Manufacturing will be the top talking point at today’s advisory meeting about CTL019

Today, the US Food and Drug Administration (FDA) will convene the Oncologic Drugs Advisory Committee to review Novartis’ personalised cancer therapy, CTL019. The first discussion point of the meeting will focus on manufacturing and product quality control.

CTL019 (tisagenlecleucel) for relapsed and refractory (r/r) paediatric and young adult patients with B-cell acute lymphoblastic leukaemia (ALL) was granted priority review status by the FDA back in March this year. This designation was granted as a result of the outcomes gained from the company sponsored ELIANA study and submission was supported by the findings from a US multicentre trial and an earlier single site trial led by the Children’s Hospital of Philadelphia.

First developed by the University of Pennsylvania, CTL019 is an investigational chimeric antigen receptor T cell (CAR-T) therapy. CAR-T cells are genetically modified antigen-specific immunotherapies, reprogrammed to specifically target cells expressing a disease associated-antigen (in this case CD19). Novartis and Penn entered into an exclusive global collaboration in 2012 for the research, development and commercialisation of this therapy for the treatment of cancer.

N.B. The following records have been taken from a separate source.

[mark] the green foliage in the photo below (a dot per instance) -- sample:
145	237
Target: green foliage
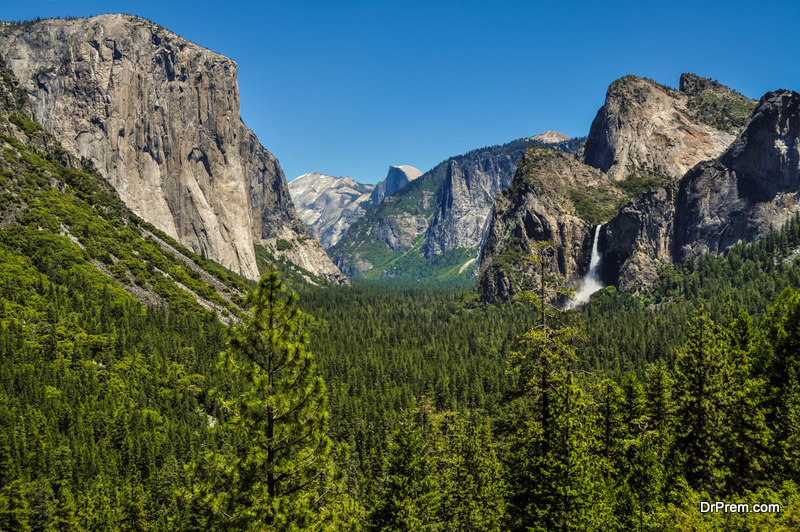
728	114
282	476
642	180
283	245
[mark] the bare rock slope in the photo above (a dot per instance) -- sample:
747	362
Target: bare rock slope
538	207
754	185
647	127
159	117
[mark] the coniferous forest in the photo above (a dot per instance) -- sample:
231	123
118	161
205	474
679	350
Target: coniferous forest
144	387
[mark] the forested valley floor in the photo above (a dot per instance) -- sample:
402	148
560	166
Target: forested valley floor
142	388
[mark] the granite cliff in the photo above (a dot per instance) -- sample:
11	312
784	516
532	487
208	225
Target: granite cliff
158	116
647	127
330	205
540	205
432	229
397	178
753	185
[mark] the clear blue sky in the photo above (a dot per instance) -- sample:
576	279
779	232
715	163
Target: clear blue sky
348	88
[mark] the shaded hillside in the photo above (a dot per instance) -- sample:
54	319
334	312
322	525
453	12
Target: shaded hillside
431	230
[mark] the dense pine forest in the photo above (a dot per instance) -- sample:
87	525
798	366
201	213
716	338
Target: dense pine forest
143	387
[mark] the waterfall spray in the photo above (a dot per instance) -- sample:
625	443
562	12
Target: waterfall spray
591	282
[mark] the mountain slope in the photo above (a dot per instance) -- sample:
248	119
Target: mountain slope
644	127
545	202
329	205
440	218
62	218
754	185
159	117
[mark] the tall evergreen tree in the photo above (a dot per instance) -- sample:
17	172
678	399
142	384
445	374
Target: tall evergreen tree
283	475
472	484
747	434
700	377
411	498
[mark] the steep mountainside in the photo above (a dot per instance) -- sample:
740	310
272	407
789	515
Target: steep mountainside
62	222
541	205
431	230
159	117
329	205
647	128
754	185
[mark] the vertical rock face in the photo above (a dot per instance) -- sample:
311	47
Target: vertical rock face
397	178
639	239
465	202
445	209
755	184
647	126
537	207
159	117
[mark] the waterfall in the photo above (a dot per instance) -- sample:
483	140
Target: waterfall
591	282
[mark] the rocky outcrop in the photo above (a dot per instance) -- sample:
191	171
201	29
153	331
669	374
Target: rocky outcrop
397	178
465	201
537	207
329	205
754	185
550	137
639	239
645	127
159	117
443	213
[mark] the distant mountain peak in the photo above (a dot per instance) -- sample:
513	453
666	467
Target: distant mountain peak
550	137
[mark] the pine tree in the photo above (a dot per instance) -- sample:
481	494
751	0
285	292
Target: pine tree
410	498
748	434
700	377
13	508
473	489
283	475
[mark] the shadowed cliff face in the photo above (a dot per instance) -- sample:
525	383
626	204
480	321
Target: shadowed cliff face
755	184
159	117
537	207
644	125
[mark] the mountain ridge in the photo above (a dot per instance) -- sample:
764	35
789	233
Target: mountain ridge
159	117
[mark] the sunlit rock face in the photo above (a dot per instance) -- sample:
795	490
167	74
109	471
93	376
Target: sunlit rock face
159	118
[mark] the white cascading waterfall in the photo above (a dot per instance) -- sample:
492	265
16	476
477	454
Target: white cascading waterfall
591	282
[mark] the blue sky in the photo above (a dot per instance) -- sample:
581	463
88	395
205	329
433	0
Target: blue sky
349	88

As these cells are manufactured for individual patients using their own cells questions have been raised by the FDA concerning the control of product quality through manufacturing processes, as laid out in the background information from the regulatory body. This consideration has been listed as ‘Discussion Point 1’ for today’s review with safety and efficacy of the therapy playing second fiddle.

This is an unusual tact for the FDA, which is generally more focused on whether or not a new treatment works rather than the manufacturing process.

Once the committee meeting has closed and all discussion points reviewed, an independent panel of experts will decide if the therapy is approved.